In the beginning, the city had a high thick wall of stone that rose to the great sky. Its gates were beautiful with ornate, calligraphic signs. When times of wealth came, the princes, princesses, merchants, and even a few priests and lawyers, proposed the destruction of the wall. The main argument was that it might look threatening and exclusive. It would be an impediment to trade, diplomacy, and prestige. Nobody should fear the city, they reasoned. Through various machinations, legitimate and illegitimate devices, they managed to convince the citizens to tear down the wall and recycle the stones. The work was difficult and dangerous. Collapsing segments of the ramparts destroyed many houses, killing all within, and some districts even became divided by partitions of fallen rubble. There were riots. Eventually, all of the debris was cleared, the riots were quelled, and the outer wall vanished from history without a trace. Within a generation, the city itself was almost deserted. There were several reasons for this. First, travelers, bankers and traders were afraid to stay in a city without walls, and so commerce dwindled. Secondly, the destruction of the wall had destabilized the very foundations of the city. Many houses sank or caved in. Lastly, there was the weathering, which the wall had formerly slowed. The city did not fall to invaders, as some had thought. Without walls, it just crumbled and faded into dust, like a boneless dead fish in a dried out land.

The Caravans

One of the assassins was entrusted with leading an armed caravan into the deserts. Perhaps it was to stalk and kill an escaped conspirator, perhaps it was to escape a conspiracy or a trial, or perhaps it was a secret mission to better determine the way of the sands and clouds, the history of his nation, the possibilities of empire and the nature of trade routes. The caravan took up its arms, tools, merchandise and machines and departed for the dry oblivion. As they drifted deeper into the soft dunes and burning blue sky, the assassin felt that they were transforming into a song. The caravan was a strong and strange piece of music.
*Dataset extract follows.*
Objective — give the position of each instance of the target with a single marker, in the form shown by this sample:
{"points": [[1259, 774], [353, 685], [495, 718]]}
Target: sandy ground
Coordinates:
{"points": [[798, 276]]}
Lost in ecstasy, he did not notice the approach of the sandstorm. All of the warriors and camels, except for the assassin, were buried alive. The assassin made his way to a desolate oasis and survived for many years on water, wild grains, and non-integers of birds. One day, a caravan stopped at the oasis and found the bewildered survivor. The travelers decided to take him along. As they crossed the wastes, the assassin spoke of all that he had learned of clouds, sands, and little creatures. When the caravan arrived back in civilization, the assassin learned that his language, nation and cities were no more. Other caravans were departing for newer cities and different times and places, with stronger and stranger music. Lost, the assassin made haste to join their sand-blasted journeys into oblivion.

The Ambassador

The visitor apologized and bowed deeply before the sumptuous banquet, claiming that it was not his custom to eat the flesh of beasts but only the flesh of humans. The empress, courtesans, warriors and scholars looked at one another with great embarassment, and then sank their daggers into their necks. Awed at their generosity, the ambassador began to feast, and feasted for one hundred days. When he had eaten and drunk, he concluded that it would be most fortunate to trade with this empire, and clapped his hands thrice to summon a scribe or diplomat. Nobody answered, for the palace was empty and quickly filling with sand.